How Broadcast Communications Work Between Hosts with Different Subnet Masks

broadcastlanroutingsubnetswitching

Let's say I have three different hosts connected by a Layer 2 Switch:

A) IP 1.0.0.1, Subnet 255.255.255.0,

B) IP 1.0.0.2, Subnet 255.255.0.0,

C) IP 1.0.1.1, Subnet 255.255.255.0,

Who would a broadcast message (like an arp request) from each machine reach? I know that if the arp tables were pre-generated, you could send non-broadcast packets directly from A-> B, B->A, and B->C , while A->C, C->A, and C->B would be send to the default gateway and fail.

I know that connecting subnets like this is non-ideal, I was just wondering how communications work when it's done accidentally.

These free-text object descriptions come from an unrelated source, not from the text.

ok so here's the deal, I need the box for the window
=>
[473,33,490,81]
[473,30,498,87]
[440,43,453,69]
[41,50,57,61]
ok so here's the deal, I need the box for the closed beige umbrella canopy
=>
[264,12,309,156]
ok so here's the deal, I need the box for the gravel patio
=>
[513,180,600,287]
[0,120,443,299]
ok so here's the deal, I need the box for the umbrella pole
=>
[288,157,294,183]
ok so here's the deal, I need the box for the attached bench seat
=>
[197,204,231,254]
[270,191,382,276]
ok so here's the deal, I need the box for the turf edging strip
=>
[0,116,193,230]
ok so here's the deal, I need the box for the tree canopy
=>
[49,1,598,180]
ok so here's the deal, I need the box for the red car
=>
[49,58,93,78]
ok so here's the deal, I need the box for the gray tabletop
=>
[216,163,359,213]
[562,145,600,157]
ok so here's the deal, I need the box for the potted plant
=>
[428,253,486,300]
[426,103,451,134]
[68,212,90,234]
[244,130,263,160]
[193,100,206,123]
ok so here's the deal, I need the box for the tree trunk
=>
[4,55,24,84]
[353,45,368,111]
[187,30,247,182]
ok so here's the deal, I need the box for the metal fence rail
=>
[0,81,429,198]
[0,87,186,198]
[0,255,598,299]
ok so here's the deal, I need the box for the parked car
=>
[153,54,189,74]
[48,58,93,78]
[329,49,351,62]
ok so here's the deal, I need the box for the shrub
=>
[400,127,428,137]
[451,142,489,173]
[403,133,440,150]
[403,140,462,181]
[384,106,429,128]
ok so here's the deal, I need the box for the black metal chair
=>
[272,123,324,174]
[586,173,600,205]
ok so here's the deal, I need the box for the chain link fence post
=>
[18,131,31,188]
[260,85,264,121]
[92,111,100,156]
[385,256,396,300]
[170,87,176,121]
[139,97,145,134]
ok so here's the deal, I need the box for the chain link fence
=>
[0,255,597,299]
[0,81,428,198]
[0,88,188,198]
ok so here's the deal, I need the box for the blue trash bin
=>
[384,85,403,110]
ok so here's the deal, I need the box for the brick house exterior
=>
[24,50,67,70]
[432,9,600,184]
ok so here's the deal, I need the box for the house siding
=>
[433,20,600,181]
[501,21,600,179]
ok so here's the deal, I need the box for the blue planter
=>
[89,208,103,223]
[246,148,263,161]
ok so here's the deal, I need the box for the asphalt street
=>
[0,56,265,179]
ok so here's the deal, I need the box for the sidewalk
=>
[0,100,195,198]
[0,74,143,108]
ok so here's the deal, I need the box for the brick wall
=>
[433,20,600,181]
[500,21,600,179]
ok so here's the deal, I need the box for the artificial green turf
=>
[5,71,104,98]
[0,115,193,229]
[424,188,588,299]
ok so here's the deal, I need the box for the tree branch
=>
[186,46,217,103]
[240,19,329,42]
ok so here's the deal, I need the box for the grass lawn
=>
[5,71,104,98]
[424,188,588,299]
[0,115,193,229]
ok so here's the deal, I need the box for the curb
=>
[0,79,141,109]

As a second question, let's say that they're now connected by a Layer 3 Switch (A Router?) Am I correct in thinking that a ping from B to C would go from B -> C, and the response would go from C -> R -> B?

Best Answer

Who would a broadcast message (like an arp request) from each machine reach?

Ethernet broadcasts from any host will reach any host connected to the same switch/VLAN. IP broadcasts will not reach any of those hosts, because each host has its own broadcast IP address.

a ping from B to C would go from B -> C, and the response would go from C -> R -> B?

Yes, if we have static ARP entries for all the hosts, that will be true.